The method steps in embodiments of this application may be implemented in hardware, or may be implemented in software instructions that may be executed by the processor. The software instructions may include a corresponding software module. The software module may be stored in a random access memory, a flash memory, a read-only memory, a programmable read-only memory, an erasable programmable read-only memory, an electrically erasable programmable read-only memory, a register, a hard disk, a removable hard disk, a CD-ROM, or any other form of storage medium well-known in the art. For example, a storage medium is coupled to a processor, so that the processor can read information from the storage medium and write information into the storage medium. The storage medium may alternatively be a component of the processor. The processor and the storage medium may be located in an ASIC. In addition, the ASIC may be located in a base station or a terminal. The processor and the storage medium may alternatively exist in the base station or the terminal as discrete components.

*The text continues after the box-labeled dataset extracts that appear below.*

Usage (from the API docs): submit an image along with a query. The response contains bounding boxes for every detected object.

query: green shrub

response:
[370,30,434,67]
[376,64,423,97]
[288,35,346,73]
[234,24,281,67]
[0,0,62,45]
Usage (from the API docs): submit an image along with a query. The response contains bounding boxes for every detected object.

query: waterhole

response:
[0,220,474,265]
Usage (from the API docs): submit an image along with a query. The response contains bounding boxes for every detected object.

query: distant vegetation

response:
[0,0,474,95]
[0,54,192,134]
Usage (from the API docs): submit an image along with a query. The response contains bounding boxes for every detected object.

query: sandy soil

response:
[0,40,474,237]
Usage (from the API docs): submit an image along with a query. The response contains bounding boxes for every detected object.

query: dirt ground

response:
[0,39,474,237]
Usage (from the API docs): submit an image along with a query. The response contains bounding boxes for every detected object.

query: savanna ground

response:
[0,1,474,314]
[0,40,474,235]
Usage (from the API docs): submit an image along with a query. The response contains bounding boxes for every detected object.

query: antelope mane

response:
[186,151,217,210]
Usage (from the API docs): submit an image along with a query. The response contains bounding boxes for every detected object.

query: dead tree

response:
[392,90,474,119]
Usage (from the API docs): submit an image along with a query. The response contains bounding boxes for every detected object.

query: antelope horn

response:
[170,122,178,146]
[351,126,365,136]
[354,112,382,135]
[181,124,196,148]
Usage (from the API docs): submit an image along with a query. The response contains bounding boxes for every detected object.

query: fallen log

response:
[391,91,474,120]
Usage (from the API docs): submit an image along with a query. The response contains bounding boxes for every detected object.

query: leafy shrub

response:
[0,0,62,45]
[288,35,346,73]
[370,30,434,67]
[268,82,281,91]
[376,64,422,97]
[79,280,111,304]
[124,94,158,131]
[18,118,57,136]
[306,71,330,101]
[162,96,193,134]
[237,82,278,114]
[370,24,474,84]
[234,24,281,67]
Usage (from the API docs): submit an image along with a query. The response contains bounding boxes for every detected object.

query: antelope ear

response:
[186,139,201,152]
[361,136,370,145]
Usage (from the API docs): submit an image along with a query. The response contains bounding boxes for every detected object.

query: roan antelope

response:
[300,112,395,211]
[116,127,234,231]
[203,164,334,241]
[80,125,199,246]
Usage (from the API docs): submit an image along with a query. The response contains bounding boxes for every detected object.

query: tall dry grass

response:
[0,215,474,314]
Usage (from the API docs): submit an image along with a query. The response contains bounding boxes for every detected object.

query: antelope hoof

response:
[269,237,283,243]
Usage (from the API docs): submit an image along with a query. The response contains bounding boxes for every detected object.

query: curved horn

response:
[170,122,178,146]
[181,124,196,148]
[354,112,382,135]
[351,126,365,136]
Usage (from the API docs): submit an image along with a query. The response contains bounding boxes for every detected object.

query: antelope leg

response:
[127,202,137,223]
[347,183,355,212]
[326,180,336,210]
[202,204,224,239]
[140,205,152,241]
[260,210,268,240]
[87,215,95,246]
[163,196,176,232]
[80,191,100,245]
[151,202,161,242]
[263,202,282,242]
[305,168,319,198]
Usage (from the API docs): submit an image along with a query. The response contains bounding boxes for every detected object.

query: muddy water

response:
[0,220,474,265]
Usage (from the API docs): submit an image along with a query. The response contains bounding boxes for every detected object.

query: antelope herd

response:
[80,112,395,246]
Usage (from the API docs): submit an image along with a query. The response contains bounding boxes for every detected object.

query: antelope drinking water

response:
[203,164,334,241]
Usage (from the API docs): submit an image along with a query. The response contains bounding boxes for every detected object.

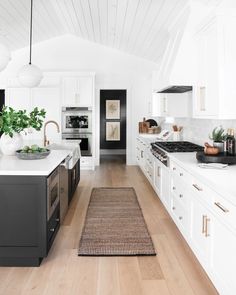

All or some of the foregoing embodiments may be implemented by using software, hardware, firmware, or any combination thereof. When the software is used for the implementation, all or a part of the embodiments may be implemented in a form of a computer program product. The computer program product includes one or more computer programs or instructions. When the computer programs or the instructions are loaded and executed on a computer, the procedures or functions in embodiments of this application are all or partially executed. The computer may be a general-purpose computer, a dedicated computer, a computer network, a base station, user equipment, or another programmable apparatus. The computer programs or the instructions may be stored in a computer-readable storage medium, or may be transmitted from a computer-readable storage medium to another computer-readable storage medium. For example, the computer programs or the instructions may be transmitted from a website, computer, server, or data center to another website, computer, server, or data center in a wired or wireless manner. The computer-readable storage medium may be any usable medium that can be accessed by the computer, or a data storage device, for example, a server or a data center, integrating one or more usable media. The usable medium may be a magnetic medium, for example, a floppy disk, a hard disk drive, or a magnetic tape; may be an optical medium, for example, a digital video disc; or may be a semiconductor medium, for example, a solid-state drive. The computer-readable storage medium may be a volatile or non-volatile storage medium, or may include two types of storage media: a volatile storage medium and a non-volatile storage medium.

In various embodiments of this application, unless otherwise stated or there is a logic conflict, terms and/or descriptions of different embodiments are consistent and may be mutually referenced, and technical features in different embodiments may be combined based on an internal logical relationship thereof, to form a new embodiment.

Depending on whether optional is used in this specification: In this application, “at least one” means one or more, and “a plurality of” means two or more. “And/or” describes an association relationship between associated objects and represents that three relationships may exist. For example, A and/or B may represent the following three cases: Only A exists, both A and B exist, and only B exists, where A and B may be singular or plural. In the text descriptions of this application, the character “/” represents an “or” relationship between the associated objects. In a formula in this application, the character “/” represents a “division” relationship between the associated objects. “Including at least one of A, B, and C” may represent: including A; including B; including C; including A and B; including A and C; including B and C; and including A, B, and C.

It may be understood that various numbers in embodiments of this application are merely used for differentiation for ease of description, and are not used to limit the scope of embodiments of this application. Sequence numbers of the foregoing processes do not mean an execution sequence, and the execution sequence of the processes should be determined based on functions and internal logic of the processes.